"Aira."
Suara panggilan yang disusul oleh pintu kamarnya yang dibuka dari luar, membuat Aira segera menutup buku note miliknya dengan gerakan cepat dan meletakkan pulpen di tangannya ke atas meja.
Aira segera berbalik untuk menatap seseorang yang baru saja melangkah masuk ke dalam kamarnya.
"Kenapa Ma?" Tanya Aira pada sang Ibu yang sedang berjalan ke arahnya yang sedang duduk di meja belajarnya.
Aira diam-diam mendorong buku notenya di atas meja dengan sikutnya, berusaha menutupi keberadaan buku note bersampul abu-abu gelap itu dari padangan sang Ibu.
"Buku apa itu?" Tanya sang Ibu yang ternyata menangkap keberadaan buku milik Aira tersebut.
Aira segera menggelengkan kepalanya pelan. "Cuma buku catatan matematika."
"Coba Mama lihat."
"Gak usah Ma." Ucap Aira dengan suara rendahnya. "Mama tadi mau ngapain kesini?"
"Coba Mama lihat buku catatan matematika kamu? Kok harus disembunyiin gitu?"
Aira menahan dirinya untuk tidak menghela napas beratnya, sang Mama bahkan mengabaikan pertanyaannya dan tetap bersikeras ingin memenuhi rasa ingin taunya sendiri.
"Mama sebenernya mau ngapain tadi kesini?" Aira mengulang kembali pertanyaannya sekali lagi, kali ini dengan suara yang jauh lebih serius.
Mama akhirnya menyerah dan menghela napasnya. "Mama tadi mau ngajak kamu makan malam, ada yang mau Mama kasih tau juga."
"Oke." Ucap Aira sembari bangkit dari kursi meja belajarnya. "Ayo."
Aira menangkap lirikan mata sang Mama yang masih sempat terjatuh pada buku note miliknya di atas meja, sebelum kemudian mau tidak mau berbalik dan berjalan keluar karena Aira yang telah berdiri di belakangnya, menunggunya untuk berjalan terlebih dahulu.
Suasana makan malam berlangsung dengan hening.
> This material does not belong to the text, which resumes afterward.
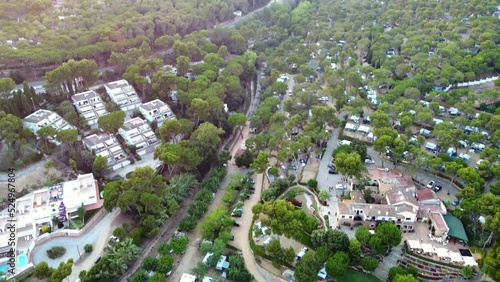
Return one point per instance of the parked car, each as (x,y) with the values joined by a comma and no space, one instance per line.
(237,212)
(369,160)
Aira tau belum saatnya sang Mama akan memberitahu nya tentang hal yang ingin disampaikan kepadanya. Namun pikirannya mulai menerka-nerka tentang hal apa lagi yang akan disampaikan kepadanya kali ini? Mengingat terakhir kali sang Mama memanggilnya untuk membicarakan sesuatu pada saat makan malam adalah pada saat ia diberitahu tentang berita perjodohannya yang membuatnya benar-benar merasa tidak habis pikir pada saat itu.
"Aira."
Aira mengangkat kepalanya dan melihat sang Mama yang mulai membuka suaranya, pertanda bila pembicaraan akan segera dimulai.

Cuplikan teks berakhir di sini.